Sophie Meuret is a Post-Doc in the Photonic Materials group at AMOLF, Amsterdam. She obtained her PhD from the University Paris Saclay. Her work mostly focuses on the understanding of electron-matter interaction using cathodoluminescence (CL) spectroscopy. CL is the light emitted by a material after interaction with a high-energy electron; collecting this light allows the study of the optical properties of nanostructures at the nanometer scale.
In the Photonic Material group, she is currently developing ultra-fast time-resolved cathodoluminescence (CL) spectroscopy to study spatially-resolved ultrafast carrier recombination and single emitters in nanostructures. Investigating the CL light in a time-resolved manner gives access to dynamic properties of charge carriers at the nanometer and picosecond scale. She developed an experiment using an ultrafast beam blanker in the electron column to create 30 ps electron pulses, enabling to perform lifetime mapping with a resolution of 40 nm.

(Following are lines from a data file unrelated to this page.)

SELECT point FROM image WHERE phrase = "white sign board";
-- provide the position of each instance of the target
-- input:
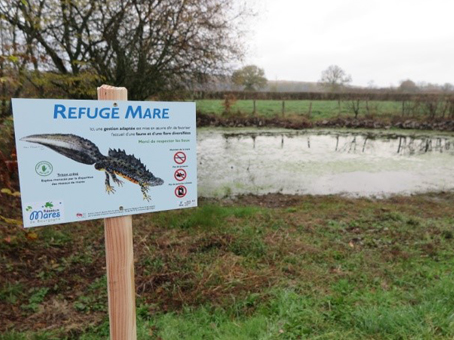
(82, 160)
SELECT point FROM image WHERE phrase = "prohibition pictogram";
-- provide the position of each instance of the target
(180, 175)
(181, 191)
(179, 157)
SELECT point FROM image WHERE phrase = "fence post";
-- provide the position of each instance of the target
(119, 258)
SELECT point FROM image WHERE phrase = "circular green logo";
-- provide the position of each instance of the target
(44, 168)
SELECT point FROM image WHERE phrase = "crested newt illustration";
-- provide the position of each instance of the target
(117, 162)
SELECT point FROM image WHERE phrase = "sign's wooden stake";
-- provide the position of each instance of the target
(119, 258)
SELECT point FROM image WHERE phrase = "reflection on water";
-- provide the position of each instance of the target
(322, 162)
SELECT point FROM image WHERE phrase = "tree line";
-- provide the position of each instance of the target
(69, 47)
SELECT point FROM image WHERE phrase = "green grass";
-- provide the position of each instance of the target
(315, 268)
(321, 109)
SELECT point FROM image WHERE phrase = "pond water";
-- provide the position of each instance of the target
(356, 163)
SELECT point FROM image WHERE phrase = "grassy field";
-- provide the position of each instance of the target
(321, 109)
(274, 267)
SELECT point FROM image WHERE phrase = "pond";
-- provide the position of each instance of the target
(320, 162)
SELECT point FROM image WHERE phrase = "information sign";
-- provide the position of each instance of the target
(83, 160)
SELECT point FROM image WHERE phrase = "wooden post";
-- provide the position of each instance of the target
(119, 258)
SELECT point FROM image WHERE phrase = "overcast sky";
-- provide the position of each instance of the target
(385, 41)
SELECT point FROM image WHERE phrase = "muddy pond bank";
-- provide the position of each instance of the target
(302, 122)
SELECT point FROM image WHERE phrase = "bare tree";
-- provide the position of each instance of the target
(334, 78)
(408, 86)
(149, 46)
(250, 77)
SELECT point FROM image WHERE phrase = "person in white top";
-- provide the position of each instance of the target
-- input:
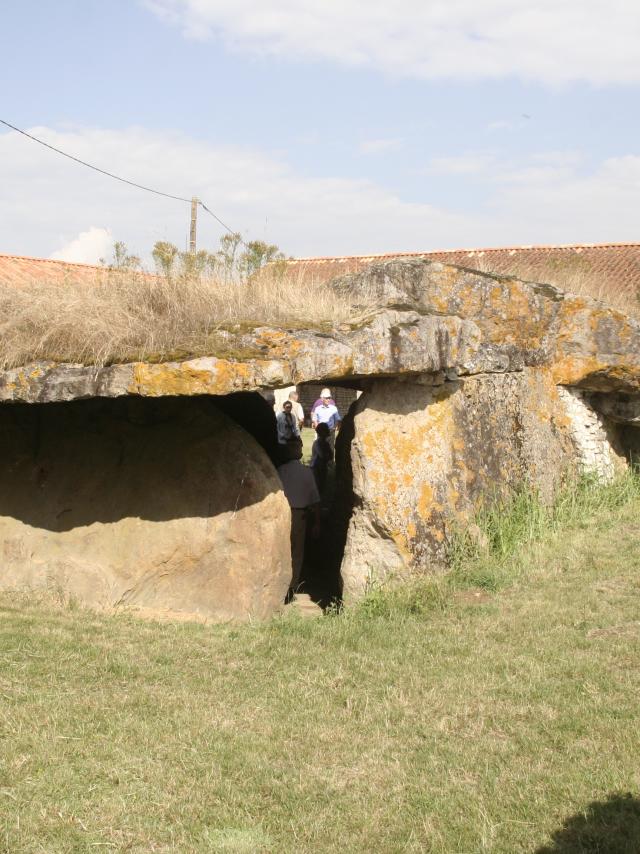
(301, 492)
(296, 406)
(327, 413)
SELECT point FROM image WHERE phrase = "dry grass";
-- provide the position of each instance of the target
(573, 276)
(129, 316)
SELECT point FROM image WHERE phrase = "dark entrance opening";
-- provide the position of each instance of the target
(321, 579)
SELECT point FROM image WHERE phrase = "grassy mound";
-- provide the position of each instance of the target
(444, 718)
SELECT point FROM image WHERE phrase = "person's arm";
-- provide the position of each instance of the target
(315, 525)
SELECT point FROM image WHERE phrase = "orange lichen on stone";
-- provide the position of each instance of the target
(186, 379)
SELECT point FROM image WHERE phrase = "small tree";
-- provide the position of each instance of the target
(164, 255)
(227, 256)
(121, 259)
(256, 254)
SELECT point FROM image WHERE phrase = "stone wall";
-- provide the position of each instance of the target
(426, 457)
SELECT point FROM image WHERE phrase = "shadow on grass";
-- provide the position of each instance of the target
(605, 827)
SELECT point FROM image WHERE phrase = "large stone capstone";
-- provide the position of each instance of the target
(473, 385)
(163, 507)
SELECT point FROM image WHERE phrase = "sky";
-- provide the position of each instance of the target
(327, 127)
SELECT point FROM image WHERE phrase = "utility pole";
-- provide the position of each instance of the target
(192, 230)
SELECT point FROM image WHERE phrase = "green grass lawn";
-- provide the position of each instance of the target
(503, 721)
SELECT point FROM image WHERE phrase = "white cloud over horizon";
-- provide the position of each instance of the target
(89, 247)
(380, 146)
(551, 41)
(49, 202)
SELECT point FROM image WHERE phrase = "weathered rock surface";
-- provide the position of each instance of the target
(424, 459)
(473, 384)
(428, 318)
(165, 507)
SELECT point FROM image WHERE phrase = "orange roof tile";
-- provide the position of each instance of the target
(619, 262)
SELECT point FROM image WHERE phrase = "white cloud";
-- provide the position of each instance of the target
(87, 248)
(461, 164)
(45, 196)
(555, 41)
(547, 198)
(380, 146)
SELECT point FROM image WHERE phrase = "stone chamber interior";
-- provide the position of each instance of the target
(69, 465)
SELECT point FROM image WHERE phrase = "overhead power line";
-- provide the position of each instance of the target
(118, 177)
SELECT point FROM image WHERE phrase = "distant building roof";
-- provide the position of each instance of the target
(619, 262)
(18, 270)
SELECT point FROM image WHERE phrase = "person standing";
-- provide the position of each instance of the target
(296, 408)
(327, 413)
(321, 457)
(287, 424)
(325, 393)
(301, 492)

In parallel, she is developing, together with Magda Solà Garcia (PhD), a time-resolved microscope based on a pulsed-laser driven electron gun. Electron pulses are generated by photoemission when the laser is exciting the tip of the electron microscope. This experiment should allow the generation of sub-picosecond electron pulses and a spatial resolution of 5 nm and will enable pump-probe CL spectroscopy on a wide range of nanophotonic structures.
Using an Hanbury Brown and Twiss experiment, she also studied the CL autocorrelation function g(2) from InGaN/GaN quantum wells. The g(2) shows strong bunching due to the fact that a single electron creates multiple excitations. They proved that this effect can be used to extract the excitation efficiency without a priori knowledge of the structure.